There are twelve songs, collaborations between EJ and novelist/lyricist Richard Blandford: each song has its own texture, moulded by an understated drum-machine, intelligently-played bass guitar, and subtly-phrased synth riffs that colour but never intrude. The synergy of the three instruments is sometimes reminiscent of Kraftwerk, with a soupçon of Eurythmics. In Anybody will Do I thought I heard Benny and Björn on keyboards, in reflective mood.
Then there's the words - described on her MySpace page as "pure synth-driven melodrama, evoking overheard arguments in tacky small-town nightclubs, the wistful dreams of escape imagined on lonely railway bridges, and the precise moment when you realise that a love affair is dead in the water."
EJ takes the voices of different players, like an actress in a series of performances: whereas Fall to Me is a dark tale of seduction told from the point of view of the temptress, In the Shadows tells of the hold a possessive ex-lover from an ill-advised relationship still has on the central character - "in the dark of night I call your name..." In Genevieve we get a picture of the fragile ties, so easily unbound, that keep a band together - echoes perhaps of Yoko sitting in on studio sessions and making comments - and Degrees of Separation charts the frenetic pairings surrounding a disintegrating couple. The only thing I would like to have heard added, I think, is the burnt-wood counterpoint of Mandy Anderson, Cambridgeshire musician and singer, sometime backing-vocalist, and EJ's mother.
Home is my favourite and always has been, through its various reworkings. Like George Lucas, EJ believes some projects are never finished, just left alone for a while (although, unlike Lucas' oevre, EJ's gets better every time). It's a plaintive cry for the securities of the past, within which it seems at last we are allowed backstage to see the actress remove her mask.
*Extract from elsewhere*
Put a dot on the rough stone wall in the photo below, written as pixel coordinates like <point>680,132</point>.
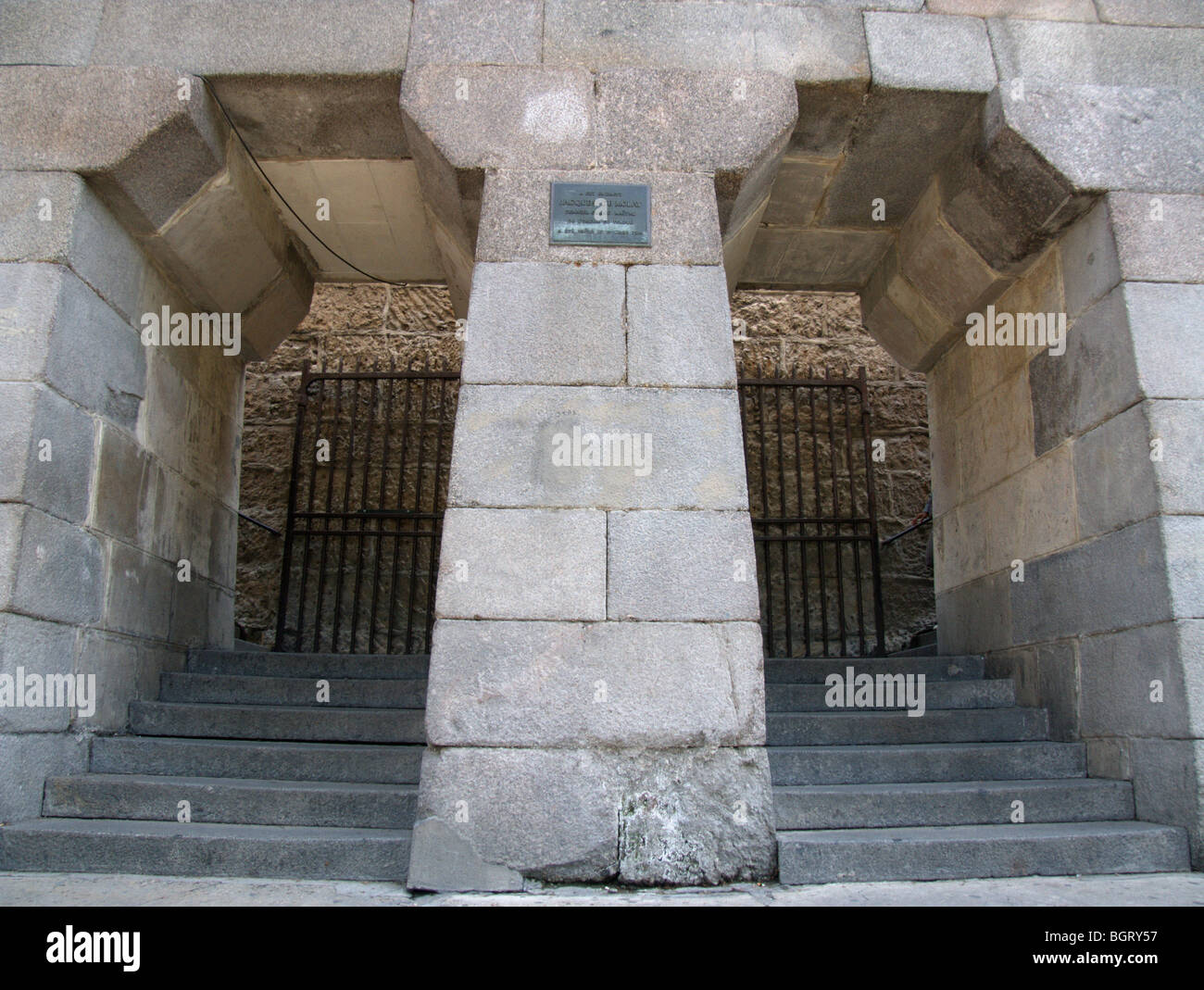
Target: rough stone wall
<point>374,323</point>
The line "I just want to go back" brings to mind Seamus Heaney misquoting LP Hartley to call the past "another country". One might add that they do things differently there because life inexorably carries us away from a place where life was simpler and safer, even if that place never quite existed.
Home reminds me that like any art, great songs are born of great sufferings. Witness Judy Garland's body-image issues; Elton John wrestling with his sexuality; or John Lennon's attempts to transcend his complex personality problems, like Sisyphus' eternal quest to get his rock to the top of the hill.
As Billy Connolly shows, becoming comfortable can render one's art anaemic. But EJ is hungry, angry, raw and ready to serve up pure champagne for the ears and the heart. Her retro-techno style nods in the direction of great performers of the '80's (and even '70's) but she remains, quintessentially, herself.